El diagnóstico de Raffalli pone el foco en un aspecto central de cualquier proceso de recuperación posdesastre: la diferencia entre la asistencia de emergencia inmediata y la reconstrucción a mediano y largo plazo. Mientras la primera puede ser cubierta parcialmente por brigadas de rescate, donaciones y trabajo solidario, la segunda exige planificación urbana, recursos financieros de gran escala, coordinación institucional y capacidad técnica que, según advierte la experta, solo un aparato estatal robusto puede sostener en el tiempo.
Resulta relevante contextualizar que Venezuela atraviesa desde hace años una crisis económica e institucional profunda, marcada por la migración masiva, el deterioro de servicios públicos y las limitaciones presupuestarias del gobierno. Este escenario previo complica cualquier esfuerzo de reconstrucción, ya que las capacidades estatales que en otros países se activan tras un desastre natural podrían encontrarse debilitadas o insuficientes en el caso venezolano, lo que agrava el desafío que describe Raffalli.

La comparación con Haití no es casual: ese país caribeño sigue arrastrando secuelas del terremoto de 2010, uno de los más letales de la historia reciente, y buena parte de su reconstrucción quedó trunca por la debilidad institucional y la dependencia excesiva de la ayuda internacional. Pakistán, por su parte, enfrentó en 2005 un sismo de gran magnitud en la región de Cachemira, cuya recuperación también evidenció las dificultades de coordinar esfuerzos humanitarios sin un Estado capaz de sostener el proceso en el tiempo.
Para la comunidad latinoamericana y para los millones de venezolanos que hoy viven fuera de su país, entre ellos una parte significativa de la diáspora radicada en Estados Unidos, este tipo de advertencias resuenan con particular fuerza. Muchos migrantes mantienen lazos familiares y económicos con comunidades afectadas, y dependen de información confiable para entender qué tipo de ayuda resulta efectiva y qué necesidades estructurales no pueden resolverse solo con remesas o colectas solidarias.

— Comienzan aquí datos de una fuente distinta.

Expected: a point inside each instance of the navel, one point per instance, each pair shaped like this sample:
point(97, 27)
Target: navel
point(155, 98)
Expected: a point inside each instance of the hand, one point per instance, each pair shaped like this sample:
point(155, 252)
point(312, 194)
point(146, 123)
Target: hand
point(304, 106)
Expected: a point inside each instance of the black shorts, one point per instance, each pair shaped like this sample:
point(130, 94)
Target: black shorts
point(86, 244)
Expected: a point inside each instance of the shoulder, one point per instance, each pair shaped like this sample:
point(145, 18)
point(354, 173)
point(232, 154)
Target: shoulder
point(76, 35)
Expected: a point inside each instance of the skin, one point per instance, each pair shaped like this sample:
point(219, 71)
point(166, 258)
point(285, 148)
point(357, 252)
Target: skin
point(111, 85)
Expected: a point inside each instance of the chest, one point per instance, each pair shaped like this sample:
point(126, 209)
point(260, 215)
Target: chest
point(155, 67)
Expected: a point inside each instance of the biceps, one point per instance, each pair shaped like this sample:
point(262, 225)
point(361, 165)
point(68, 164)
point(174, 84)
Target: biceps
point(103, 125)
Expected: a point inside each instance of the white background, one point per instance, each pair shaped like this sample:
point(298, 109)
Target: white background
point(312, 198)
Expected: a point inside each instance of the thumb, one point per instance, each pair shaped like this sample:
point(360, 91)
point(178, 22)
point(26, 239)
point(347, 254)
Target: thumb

El trabajo de expertas como Raffalli también pone en discusión el rol de los organismos internacionales y las agencias de cooperación en contextos donde el gobierno local enfrenta cuestionamientos sobre su capacidad o voluntad de gestión. La tensión entre la ayuda externa y la respuesta estatal es un debate recurrente en la gestión de desastres naturales, especialmente en países con gobiernos debilitados institucionalmente o con relaciones complejas con la comunidad internacional.
En términos generales, la gestión de desastres naturales de gran escala suele dividirse en etapas: la respuesta inmediata de rescate y asistencia, la fase de recuperación temprana con restablecimiento de servicios básicos, y finalmente la reconstrucción de largo plazo, que puede extenderse por años e incluso décadas. Cada una de estas etapas requiere recursos y actores distintos, y la falta de planificación en cualquiera de ellas suele traducirse en un agravamiento de las condiciones de vulnerabilidad de las poblaciones afectadas.
El planteo de Raffalli funciona, en definitiva, como un llamado de atención sobre la necesidad de que las autoridades venezolanas asuman un rol protagónico en la etapa que sigue a la emergencia inicial. Su advertencia busca evitar que la magnitud real del desastre quede subestimada o que la responsabilidad de la reconstrucción recaiga de manera desproporcionada sobre actores que, pese a su buena voluntad, no cuentan con los recursos ni el mandato institucional para resolver un problema de esta escala.